Most importantly, we would need to establish a measurement of value that was as universal as possible, and not subject to value swings up-and-down (as is our present money system). In other words, it would have to remain as constant in value as possible. This would help it establish a sense of permanency and security as well as make it more practical for exchange to take place. Such a method of measurement would be the most revolutionary element in the design, and would be the key factor in creating a universal system of money and banking that worked without the need for central banks or governments to become involved in money issue.
Once this standard of value had been arrived at, the state or federal government could monitor it, just as the Bureau of Standards maintains and monitors other standards of measurement, such as weights and units of space. However, it would not require state intervention into the economic sphere as is now the case.
And finally, it would have to be organized at the local level and controlled by the community as a whole. For example, each community would elect members of the board of the issuing bank, which would preferably be a nonprofit institution. Under such structure, banking would become truly more of a profession; bankers would be paid for their services, but the community would decide how and where its savings were to be reinvested.
Let me reiterate briefly these four specifications: A local, appropriately scaled currency should be:
1. Consistent with customary practices (cash, checking, and accounting systems);
2. Redeemable in real goods of everyday value;
3. Based on local production, upon a universal measure of value;
4. Organized at the local level, and by the community as a whole.
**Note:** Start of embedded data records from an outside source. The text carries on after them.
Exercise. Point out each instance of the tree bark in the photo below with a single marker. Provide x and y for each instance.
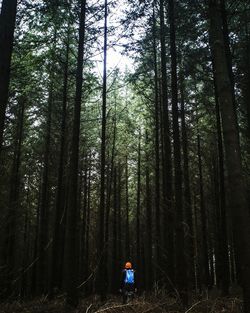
(7, 27)
(71, 240)
(168, 216)
(181, 274)
(101, 279)
(237, 195)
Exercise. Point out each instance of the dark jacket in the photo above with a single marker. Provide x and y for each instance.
(123, 277)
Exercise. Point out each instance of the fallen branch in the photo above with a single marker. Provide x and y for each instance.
(114, 307)
(194, 305)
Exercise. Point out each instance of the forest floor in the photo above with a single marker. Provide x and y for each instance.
(141, 304)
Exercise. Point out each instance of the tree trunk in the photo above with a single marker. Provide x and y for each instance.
(127, 239)
(187, 192)
(223, 237)
(138, 212)
(157, 158)
(148, 237)
(237, 196)
(71, 240)
(59, 222)
(14, 214)
(168, 216)
(181, 274)
(7, 27)
(101, 279)
(205, 259)
(42, 264)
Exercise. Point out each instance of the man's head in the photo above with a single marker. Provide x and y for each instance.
(128, 265)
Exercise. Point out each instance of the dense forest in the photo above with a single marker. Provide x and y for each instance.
(125, 136)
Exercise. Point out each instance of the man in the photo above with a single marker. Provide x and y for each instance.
(128, 282)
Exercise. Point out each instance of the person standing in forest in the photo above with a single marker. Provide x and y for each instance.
(128, 282)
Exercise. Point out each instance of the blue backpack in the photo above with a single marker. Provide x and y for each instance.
(130, 277)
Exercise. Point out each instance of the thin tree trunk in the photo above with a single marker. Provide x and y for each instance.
(237, 197)
(181, 274)
(114, 239)
(42, 264)
(57, 248)
(14, 214)
(7, 27)
(127, 239)
(102, 271)
(149, 241)
(138, 211)
(157, 157)
(168, 216)
(205, 259)
(223, 242)
(187, 191)
(71, 240)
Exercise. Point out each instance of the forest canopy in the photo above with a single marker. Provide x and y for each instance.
(124, 136)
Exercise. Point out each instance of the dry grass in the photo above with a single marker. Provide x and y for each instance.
(113, 305)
To illustrate possible answers to the question, "How would it be issued?," we have some historical and present-day examples. During the Great Depression of the 1930s, a number of local currencies were created and issued by towns in Europe and by groups of cooperating merchants in the U.S. Switzerland has a system called WIR ("the ring"). Created by the merchants of several towns, the WIR uses a checking system by which members can purchase and sell goods in exchange for the WIR currency. In Los Angeles, a similar system that has been computerized makes exchanges possible between merchants without the use of U.S. dollars In all of these cases, the new currency or script is measured in the national currency, and uses national currencies for a reserve system. Whenever suppliers, or manufacturers do not accept the local currency, national currency on reserve was available for exchange.
In part, these systems have worked because they simply expand the volume of business possible for each market. However, in times of runaway inflation, such a system would be less likely to work, since the reserve currency-the national currency-would not have any value. We must therefore look to use some commodity of universal value for our reserve currency.
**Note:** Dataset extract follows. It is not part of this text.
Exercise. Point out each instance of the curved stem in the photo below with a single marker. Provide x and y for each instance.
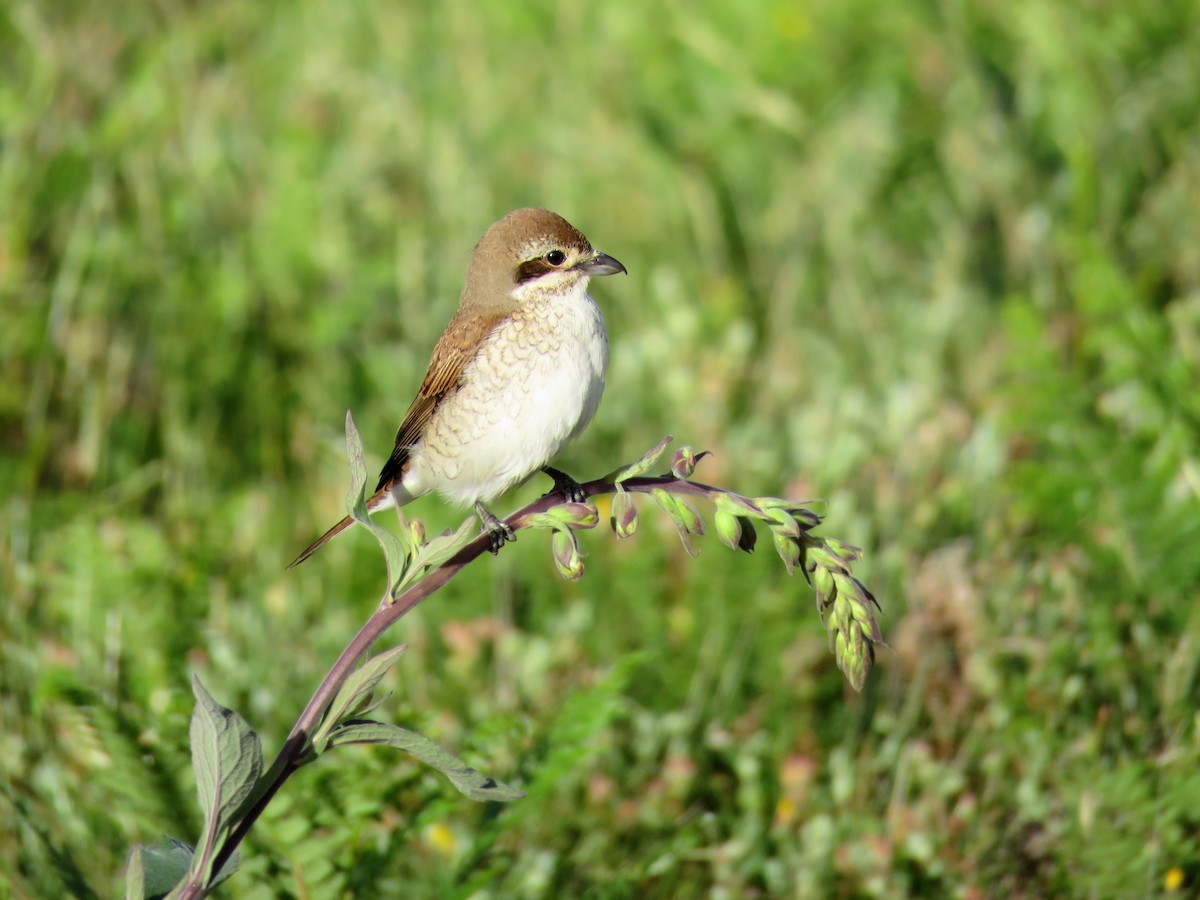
(294, 753)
In order to make as clear as possible what is suggested here, I would like to make a simple proposal that we consider using some form of energy as the unit of measurement and as the reserve currency for redemption purposes. It is generally recognized that energy is a factor in all forms of production and in meeting the needs of society as a whole. In this respect gold, commodities or resources that provide essential energy are replacing gold as the traditional form of reserve currency. Thus oil is referred to as "black gold."